Global markets eye India
US is now considering India to advance much of its research and development efforts in the area of cancer, anti microbial resistance, environmental-occupational health and injury prevention. This is viewed to take drug development and therapy to a new realm in the Indian healthcare landscape. The country’s scientific pool and patient demographics are seen to be the key factors that have led to a slew of pacts recently where the department of Health Research, Department of Biotechnology, All India Institute of Medical Sciences(AIIMS) and Indian Council of Medical Research (ICMR) signed up to collaborate with the US government and its National Cancer Institute. Particularly cancer where India accounts for 1.8 million patients, US is keen to collaborate on research projects, conduct training on development of low-cost technologies, discovery and development of new anti-cancer agents, early detection, E-health, M-health and tele-health support in dedicated public health capacity for cancer care and creation of comprehensive cancer registries.

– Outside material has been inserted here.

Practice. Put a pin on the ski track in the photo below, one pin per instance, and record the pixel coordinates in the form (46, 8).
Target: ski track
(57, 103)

Romania is keen to tie up with the Indian pharmaceutical companies for research and develop new drugs. It will partner with India for license acquisition to sale India's drugs in Europe and tie-up for research.

The Japanese government is also expecting foreign direct investments of nearly US$300 billion by 2020.

It has increased investment in generic drugs to reduce the growing health burden. It is now wooing Indian pharma companies to enter the region and maximize its conducive research-innovation eco-system, advanced manufacturing infrastructure and its amended Pharmaceutical Affairs Act which has drastically improved the approval process for medicine and medical devices, according Shigeki Maeda, executive vice president, Japan External Trade Organization (JETRO), Tokyo.

Challenges hampering growth
Beginning from the ban on 344 fixed dose combinations from March 12, 2016 to the regulatory and trade challenges coming in with the implementation of the Trans-Pacific Partnership(TPP) and the Transatlantic Trade and Investment Partnership (TIPP) which was reached on 5 October 2015 after seven years of negotiations by the by the 12 Pacific Rim Countries of US, Australia, Brunei, Canada, Chile, Japan, Malaysia, Mexico, New Zealand, Peru, Singapore and Vietnam are all seen to be serious blows for the sector.

Future holds promise
The Indian pharmaceutical market size is expected to grow to US$ 100 billion by 2025, driven by increasing consumer spending, rapid urbanization, and raising healthcare insurance among others. The growth in domestic market will come from cardiovascular, anti-diabetes, anti-depressants and anti-cancers drugs. The free healthcare programmes in many countries globally will now see a demand for generics. India is already recognized for its capability in this space and had witnessed a consistent double digit export growth in the last many years.